The 25-year-old Kilspindie man, who had opened his assault with a 66, savoured a double success as his victory wrapped up the Young Professionals’ Order of Merit.
It was Paterson who delivered the decisive blow in the sudden-death shoot-out as he clattered a terrific 2-iron into the teeth of the wind on the 18th and watched his ball roll to within 15-feet.
Godsman, who had led the field by two after Sunday’s first round, couldn’t make his par and Paterson had the luxury of two-putts for the title.
Having finished third in the Young Pros 36-holer at Arbroath and second in the Scottish Young Professionals’ Championship at Haddington, Paterson’s rise to the winners’ podium capped an excellent campaign on the domestic front.
“It’s been a great season and, by a mile, this has been my best playing year,” said a jubilant Paterson, who has been at Kilspindie for 14 years.
There was some nail-nibbling to endure as Paterson came to the final hole in regulation holding a slender advantage.
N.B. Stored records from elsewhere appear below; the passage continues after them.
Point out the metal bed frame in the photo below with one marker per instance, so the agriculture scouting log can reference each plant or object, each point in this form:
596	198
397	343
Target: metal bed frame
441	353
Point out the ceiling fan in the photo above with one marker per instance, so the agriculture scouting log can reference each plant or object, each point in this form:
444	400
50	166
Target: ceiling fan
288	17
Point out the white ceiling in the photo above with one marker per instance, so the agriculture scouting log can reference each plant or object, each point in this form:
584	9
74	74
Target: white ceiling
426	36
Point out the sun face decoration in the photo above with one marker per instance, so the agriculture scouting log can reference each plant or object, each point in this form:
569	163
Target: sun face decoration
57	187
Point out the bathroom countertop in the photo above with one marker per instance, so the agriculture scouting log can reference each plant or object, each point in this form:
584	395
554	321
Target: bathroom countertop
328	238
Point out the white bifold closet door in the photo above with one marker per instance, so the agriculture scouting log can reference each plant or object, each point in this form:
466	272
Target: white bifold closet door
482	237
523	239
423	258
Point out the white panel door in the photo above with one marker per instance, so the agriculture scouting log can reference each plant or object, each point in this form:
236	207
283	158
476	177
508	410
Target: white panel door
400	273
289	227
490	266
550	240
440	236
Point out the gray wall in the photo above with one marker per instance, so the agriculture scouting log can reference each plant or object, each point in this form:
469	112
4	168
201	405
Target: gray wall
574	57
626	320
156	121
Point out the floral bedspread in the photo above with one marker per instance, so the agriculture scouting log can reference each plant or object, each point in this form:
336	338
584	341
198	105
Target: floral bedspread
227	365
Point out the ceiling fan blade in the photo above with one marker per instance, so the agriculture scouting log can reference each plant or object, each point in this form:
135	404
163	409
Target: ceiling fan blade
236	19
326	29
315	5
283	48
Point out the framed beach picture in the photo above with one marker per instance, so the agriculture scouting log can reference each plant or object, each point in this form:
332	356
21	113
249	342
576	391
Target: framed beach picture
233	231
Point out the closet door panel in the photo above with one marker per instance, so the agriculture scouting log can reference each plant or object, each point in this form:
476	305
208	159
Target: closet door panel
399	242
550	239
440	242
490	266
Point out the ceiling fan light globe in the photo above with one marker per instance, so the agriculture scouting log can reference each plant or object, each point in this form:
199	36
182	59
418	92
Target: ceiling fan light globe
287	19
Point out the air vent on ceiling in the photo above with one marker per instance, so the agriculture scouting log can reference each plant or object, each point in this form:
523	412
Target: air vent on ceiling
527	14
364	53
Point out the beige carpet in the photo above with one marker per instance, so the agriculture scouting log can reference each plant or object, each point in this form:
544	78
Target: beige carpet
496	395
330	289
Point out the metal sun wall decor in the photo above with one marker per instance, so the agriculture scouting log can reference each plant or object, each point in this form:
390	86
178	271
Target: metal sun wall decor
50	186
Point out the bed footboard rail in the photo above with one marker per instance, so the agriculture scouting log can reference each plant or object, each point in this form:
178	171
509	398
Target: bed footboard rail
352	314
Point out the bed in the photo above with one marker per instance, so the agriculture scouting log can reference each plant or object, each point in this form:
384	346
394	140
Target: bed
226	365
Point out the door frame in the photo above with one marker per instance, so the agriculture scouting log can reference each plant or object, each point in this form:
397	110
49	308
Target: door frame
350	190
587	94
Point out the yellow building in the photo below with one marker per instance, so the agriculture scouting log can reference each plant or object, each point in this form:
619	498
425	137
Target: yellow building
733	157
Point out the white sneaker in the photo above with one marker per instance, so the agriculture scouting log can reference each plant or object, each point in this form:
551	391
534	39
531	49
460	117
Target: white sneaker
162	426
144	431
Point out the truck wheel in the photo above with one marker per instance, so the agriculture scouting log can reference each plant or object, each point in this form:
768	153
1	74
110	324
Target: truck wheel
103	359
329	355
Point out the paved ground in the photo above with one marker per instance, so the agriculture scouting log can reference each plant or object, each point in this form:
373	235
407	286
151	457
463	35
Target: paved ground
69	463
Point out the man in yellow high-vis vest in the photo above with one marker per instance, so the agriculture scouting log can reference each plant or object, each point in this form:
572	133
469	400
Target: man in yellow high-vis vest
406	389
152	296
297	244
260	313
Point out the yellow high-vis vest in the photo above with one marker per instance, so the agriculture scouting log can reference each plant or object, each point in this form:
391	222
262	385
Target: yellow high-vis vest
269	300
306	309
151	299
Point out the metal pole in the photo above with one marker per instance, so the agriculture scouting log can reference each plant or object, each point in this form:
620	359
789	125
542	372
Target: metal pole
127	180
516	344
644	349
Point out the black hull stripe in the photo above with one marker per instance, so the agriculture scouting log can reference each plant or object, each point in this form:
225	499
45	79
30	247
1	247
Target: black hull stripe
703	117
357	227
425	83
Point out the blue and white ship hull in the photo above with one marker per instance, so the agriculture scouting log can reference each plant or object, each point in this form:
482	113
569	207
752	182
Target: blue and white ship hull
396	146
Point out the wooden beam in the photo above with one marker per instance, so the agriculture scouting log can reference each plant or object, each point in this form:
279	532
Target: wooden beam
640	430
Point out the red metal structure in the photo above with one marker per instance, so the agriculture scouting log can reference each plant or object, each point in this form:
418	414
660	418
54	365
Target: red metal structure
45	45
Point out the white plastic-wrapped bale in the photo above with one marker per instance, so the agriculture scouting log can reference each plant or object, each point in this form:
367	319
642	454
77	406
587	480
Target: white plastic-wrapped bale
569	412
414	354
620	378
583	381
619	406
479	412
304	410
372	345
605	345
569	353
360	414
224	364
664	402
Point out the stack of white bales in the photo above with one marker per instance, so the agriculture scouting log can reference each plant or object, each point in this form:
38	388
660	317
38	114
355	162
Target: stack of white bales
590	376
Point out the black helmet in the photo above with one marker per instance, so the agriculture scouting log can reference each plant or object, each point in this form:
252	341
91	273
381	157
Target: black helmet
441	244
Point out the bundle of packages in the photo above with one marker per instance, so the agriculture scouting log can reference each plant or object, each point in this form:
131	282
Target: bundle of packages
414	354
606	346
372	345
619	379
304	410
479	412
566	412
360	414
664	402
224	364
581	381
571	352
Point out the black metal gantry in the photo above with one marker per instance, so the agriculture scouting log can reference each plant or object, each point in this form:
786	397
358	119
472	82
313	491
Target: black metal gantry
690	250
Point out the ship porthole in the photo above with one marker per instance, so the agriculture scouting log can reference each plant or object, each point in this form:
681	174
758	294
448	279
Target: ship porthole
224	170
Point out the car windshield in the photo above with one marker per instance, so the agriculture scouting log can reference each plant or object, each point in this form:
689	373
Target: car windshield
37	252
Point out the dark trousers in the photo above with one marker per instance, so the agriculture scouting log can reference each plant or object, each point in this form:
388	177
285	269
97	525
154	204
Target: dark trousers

Godsman’s title ambitions had suffered a grisly blow when he made a triple-bogey seven on the 14th but he was still in with a shout coming up the last. The Inverness man would get another bite at the cherry in the play-off when Paterson bogeyed the final hole in a level-par 70 to drop back into a share of the lead.
“It was a bit of a nerve-wracking finish,” added Paterson of that final hole. “I knew the putt was for the win but it slid by.”
He made no mistake when he played the 18th again in the play-off and his approach into the green upped the ante. “It was one of my better shots,” he said of a supremely executed swipe which set up victory.
Craig McKenzie of Loch Lomond took third place on three-under while David Booth (Bishopbriggs) and Graeme Robertson (Fairways Indoor Golf Arena) shared fourth on two-under.